Windsor Star

Singing nun had pop-rock hit

Version of Lord's Prayer topped charts

- PHIL DAVISON

Sister Janet Mead, a Catholic nun who devoted her life to the homeless, the Aborigines and other disadvanta­ged people in her native Australia and became a global sensation as a chart-topping pop star in 1974 with a rocked-up version of the Lord's Prayer died Jan 26 in Adelaide. She was reported to be 83 or 84.

The Catholic Archdioces­e of Adelaide confirmed the death without giving a cause, but friends said she had been suffering from cancer.

The Lord's Prayer single sold more than two million copies worldwide.

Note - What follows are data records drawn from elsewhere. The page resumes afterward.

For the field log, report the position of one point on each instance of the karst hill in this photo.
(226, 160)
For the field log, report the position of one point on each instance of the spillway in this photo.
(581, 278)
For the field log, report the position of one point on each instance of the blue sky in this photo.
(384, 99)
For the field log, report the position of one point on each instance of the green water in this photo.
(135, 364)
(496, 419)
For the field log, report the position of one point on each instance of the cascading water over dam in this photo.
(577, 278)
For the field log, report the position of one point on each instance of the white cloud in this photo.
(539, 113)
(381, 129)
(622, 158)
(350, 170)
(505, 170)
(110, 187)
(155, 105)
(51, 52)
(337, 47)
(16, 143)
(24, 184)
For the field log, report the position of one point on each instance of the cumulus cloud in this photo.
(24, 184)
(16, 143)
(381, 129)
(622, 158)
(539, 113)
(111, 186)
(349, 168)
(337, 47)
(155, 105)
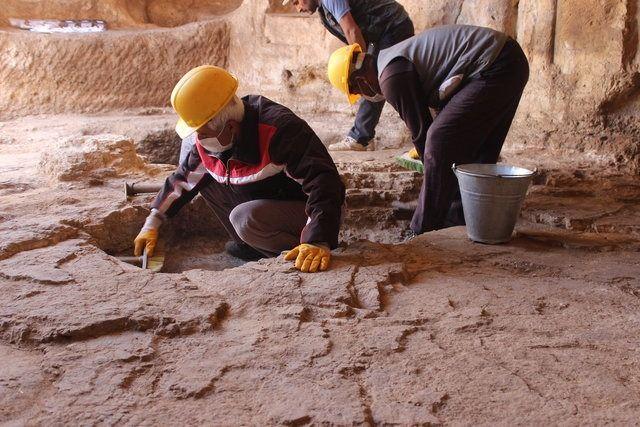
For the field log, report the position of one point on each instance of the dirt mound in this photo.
(92, 157)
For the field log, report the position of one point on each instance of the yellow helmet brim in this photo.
(339, 67)
(183, 129)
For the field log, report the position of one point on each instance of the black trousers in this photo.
(471, 128)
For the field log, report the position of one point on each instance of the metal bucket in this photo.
(492, 196)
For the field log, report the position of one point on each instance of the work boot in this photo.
(348, 144)
(242, 251)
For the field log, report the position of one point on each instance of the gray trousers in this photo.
(368, 115)
(269, 226)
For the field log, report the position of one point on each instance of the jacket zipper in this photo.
(228, 183)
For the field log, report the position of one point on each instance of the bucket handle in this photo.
(484, 175)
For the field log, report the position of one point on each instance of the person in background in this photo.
(266, 175)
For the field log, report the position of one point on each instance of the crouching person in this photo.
(262, 170)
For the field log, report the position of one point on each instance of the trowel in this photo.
(145, 262)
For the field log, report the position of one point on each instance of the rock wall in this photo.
(583, 96)
(53, 73)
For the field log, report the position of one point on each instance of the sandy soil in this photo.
(435, 330)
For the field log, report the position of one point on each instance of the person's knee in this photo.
(243, 221)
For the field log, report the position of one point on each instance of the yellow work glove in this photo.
(146, 239)
(309, 257)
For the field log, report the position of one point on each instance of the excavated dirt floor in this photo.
(432, 330)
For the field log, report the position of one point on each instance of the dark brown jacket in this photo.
(277, 157)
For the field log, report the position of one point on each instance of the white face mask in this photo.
(213, 145)
(378, 98)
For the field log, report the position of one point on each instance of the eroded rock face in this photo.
(114, 70)
(91, 157)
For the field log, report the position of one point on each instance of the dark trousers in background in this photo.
(270, 226)
(368, 115)
(471, 128)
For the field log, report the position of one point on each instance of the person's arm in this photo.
(179, 188)
(352, 31)
(401, 88)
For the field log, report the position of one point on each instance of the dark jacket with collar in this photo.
(374, 17)
(277, 157)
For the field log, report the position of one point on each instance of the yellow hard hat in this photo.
(339, 67)
(200, 95)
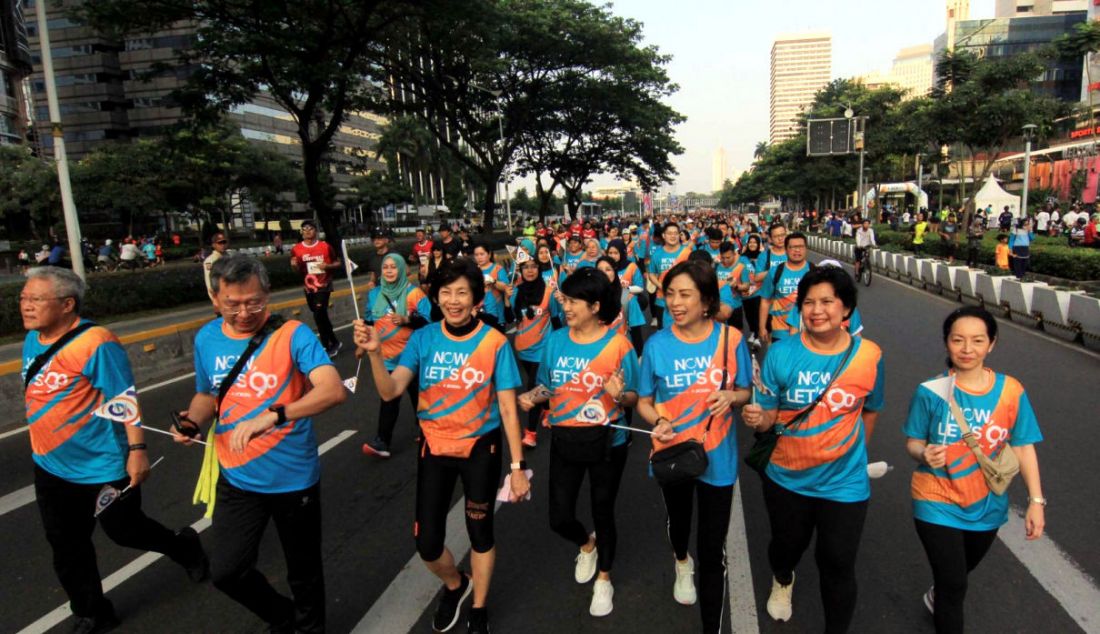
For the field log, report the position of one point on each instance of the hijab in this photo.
(393, 295)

The single shot up the charts in more than 30 countries and reached No. 4 in the U.S. Billboard Hot 100 at Easter 1974. It was nominated for a Grammy Award for best inspiratio­nal performanc­e (non-classical), but lost out to Elvis Presley in 1975 for his rendition of “How Great Thou Art.”

Long before her record brought her wider recognitio­n, Mead was well-known in Australia for her regular “Rock Mass” at St. Francis Xavier Cathedral in Adelaide. She encouraged young Catholics to play guitar or drums and sing like Presley or Bill Haley. Record producer Martin Erdman saw her musical potential and came up with a modern arrangemen­t for the Lord's Prayer.

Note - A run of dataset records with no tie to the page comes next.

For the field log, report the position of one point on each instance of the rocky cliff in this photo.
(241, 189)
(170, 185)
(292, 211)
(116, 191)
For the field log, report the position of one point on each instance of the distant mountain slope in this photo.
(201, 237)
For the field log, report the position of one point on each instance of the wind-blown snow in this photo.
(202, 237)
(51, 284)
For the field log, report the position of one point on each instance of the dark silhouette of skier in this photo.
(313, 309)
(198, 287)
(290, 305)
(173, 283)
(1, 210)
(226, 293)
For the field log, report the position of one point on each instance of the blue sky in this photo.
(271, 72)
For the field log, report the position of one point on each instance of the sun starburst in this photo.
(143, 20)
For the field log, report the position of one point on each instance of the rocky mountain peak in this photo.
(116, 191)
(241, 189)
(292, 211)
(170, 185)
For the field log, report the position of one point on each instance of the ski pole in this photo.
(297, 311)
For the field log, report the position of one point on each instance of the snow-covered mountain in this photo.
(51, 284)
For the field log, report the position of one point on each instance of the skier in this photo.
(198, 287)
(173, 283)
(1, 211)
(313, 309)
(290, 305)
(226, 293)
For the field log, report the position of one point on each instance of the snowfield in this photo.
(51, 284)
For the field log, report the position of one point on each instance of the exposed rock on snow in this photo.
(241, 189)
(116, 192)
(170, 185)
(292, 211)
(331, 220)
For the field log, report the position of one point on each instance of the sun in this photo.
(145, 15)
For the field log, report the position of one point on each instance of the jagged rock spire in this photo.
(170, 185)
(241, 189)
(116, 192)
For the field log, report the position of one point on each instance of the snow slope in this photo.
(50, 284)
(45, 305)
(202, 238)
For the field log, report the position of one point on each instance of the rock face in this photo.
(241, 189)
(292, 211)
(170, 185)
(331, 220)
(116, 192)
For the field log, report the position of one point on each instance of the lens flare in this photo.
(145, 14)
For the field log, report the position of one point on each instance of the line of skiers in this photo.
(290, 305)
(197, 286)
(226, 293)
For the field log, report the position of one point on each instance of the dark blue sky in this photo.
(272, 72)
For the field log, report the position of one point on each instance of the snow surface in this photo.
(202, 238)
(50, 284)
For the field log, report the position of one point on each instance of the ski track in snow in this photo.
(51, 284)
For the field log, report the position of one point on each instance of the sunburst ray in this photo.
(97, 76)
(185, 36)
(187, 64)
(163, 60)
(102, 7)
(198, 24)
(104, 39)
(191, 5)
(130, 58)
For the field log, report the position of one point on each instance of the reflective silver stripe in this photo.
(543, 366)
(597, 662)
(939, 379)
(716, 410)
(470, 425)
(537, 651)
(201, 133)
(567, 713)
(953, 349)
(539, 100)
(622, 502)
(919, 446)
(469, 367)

It was actually meant to be the B-side to her version of Scottish musician Donovan's track “Brother Sun, Sister Moon,” but radio stations began playing the Lord's Prayer. Mead declined to cash in with tours. She mostly avoided media interviews and donated all the royalties from her hit record to charities and continued to teach at a Catholic school in Adelaide.

“It was unexpected, and I was unprepared,” she told the Daily Telegraph, a Sydney publicatio­n, in 1999. “It was a complete shock when publicity ... came my way. Because I'd resolved to use all my powers to continue with the work I was doing rather than be sidetracke­d by the superficia­l kind of success that I was experienci­ng, it was very, very difficult.

Mead was born in Adelaide in 1938. At 17, she entered a Sisters of Mercy convent.

The success of the Lord's Prayer single led to the album titled With You I Am, followed by two more titled A Rock Mass and A Time to Sing.